You might say, “Many are obviously wrong in what they are sincere about; what matters is being sincere about a cause that’s right.” How do you 100% for sure know what’s right? Would we presume to dictate to God what He should decide is good, adequate to earn merit? How good is good enough?
Hear Andy Stanley. “If there is a level of performance that gets us into Heaven and God neglects to tell us exactly what it is, then you are not only good, you are better than God! That’s right. Think about it. You would never hold people you cared about to a standard you refused to reveal” (page 27).
The rich young man in our text was also a ruler (Luke 18:18), a man of high station. No lack of popularity or public esteem here. He was a leader in a local synagogue. This was no small accomplishment, especially impressive due to his youth. The Jews honored age. The fact this man had become a leader in his younger years proved he was well-bred, top class, a true blueblood.
This was a public official of good character. He had lived an upright life, was not straddled with a burden of guilt, but something vital was missing. He wanted assurance. A nagging question haunted him, how good is good enough?
One of life’s hardest lessons to learn is, moral integrity can never earn us Heaven. If good deeds were enough, the sacrifice of Jesus would have been unnecessary. If we can make it on our own, there’s no need for Calvary. Dare we stand at the foot of the cross and say, “We don’t need this; it’s superfluous”?
Don’t let your good morals be your downfall. It’s sad how far some can progress in upstanding behavior without being saved. It is possible for people to have their hands on the doorknob of Heaven, and yet go to Hell.
Our goodness or badness will not determine our everlasting destiny. Eternity hinges on what we do with Jesus. He has died to take away the sins of the world. He offers redemption freely to all based on their repentance.
Andy Stanley helps us again here. “Is Christianity fair? You’ll have to decide that for yourself. I’ve come to the conclusion that it is beyond fair. What could be fairer than this? Everybody is welcome. Everybody gets in the same way. Everybody can meet the requirement” (page 90).

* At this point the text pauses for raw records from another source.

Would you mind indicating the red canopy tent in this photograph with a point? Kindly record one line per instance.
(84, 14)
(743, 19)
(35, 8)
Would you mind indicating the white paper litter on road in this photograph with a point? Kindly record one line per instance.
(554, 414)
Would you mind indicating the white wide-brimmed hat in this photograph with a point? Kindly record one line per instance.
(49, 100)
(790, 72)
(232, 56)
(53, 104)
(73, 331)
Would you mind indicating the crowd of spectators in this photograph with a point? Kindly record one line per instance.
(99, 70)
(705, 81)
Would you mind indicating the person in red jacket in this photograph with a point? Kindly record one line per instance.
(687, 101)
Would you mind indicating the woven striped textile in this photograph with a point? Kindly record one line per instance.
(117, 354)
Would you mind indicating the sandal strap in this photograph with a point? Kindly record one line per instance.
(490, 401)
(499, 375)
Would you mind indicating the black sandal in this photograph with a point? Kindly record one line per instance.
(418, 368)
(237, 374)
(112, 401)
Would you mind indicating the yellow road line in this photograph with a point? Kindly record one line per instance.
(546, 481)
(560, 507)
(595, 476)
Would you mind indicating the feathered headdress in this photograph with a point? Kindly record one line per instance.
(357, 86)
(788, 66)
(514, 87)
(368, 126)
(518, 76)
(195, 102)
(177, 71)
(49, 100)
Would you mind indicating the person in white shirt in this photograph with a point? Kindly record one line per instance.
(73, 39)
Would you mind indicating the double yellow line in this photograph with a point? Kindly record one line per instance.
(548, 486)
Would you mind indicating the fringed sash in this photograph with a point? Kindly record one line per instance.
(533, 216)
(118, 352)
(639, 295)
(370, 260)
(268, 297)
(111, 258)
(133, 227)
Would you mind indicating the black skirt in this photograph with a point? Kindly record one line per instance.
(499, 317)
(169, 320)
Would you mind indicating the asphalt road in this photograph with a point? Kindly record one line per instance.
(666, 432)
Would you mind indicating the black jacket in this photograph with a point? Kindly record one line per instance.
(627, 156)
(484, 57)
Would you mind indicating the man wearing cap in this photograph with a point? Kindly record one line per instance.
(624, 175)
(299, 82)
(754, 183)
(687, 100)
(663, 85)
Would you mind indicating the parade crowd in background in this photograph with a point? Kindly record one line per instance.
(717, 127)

How good is good enough? Only Jesus was intrinsically good enough. He alone has extra merit to share with sinners. God, in His grace, lets us make the great exchange. He is willing to account Jesus’ goodness as ours if we will receive Him. The Father “made the One who did not know sin (Jesus) to be sin for us, so that we might become the righteousness of God in Him” (2 C 5:21). When the good we do is to yield to Jesus as Lord, then the good is good enough.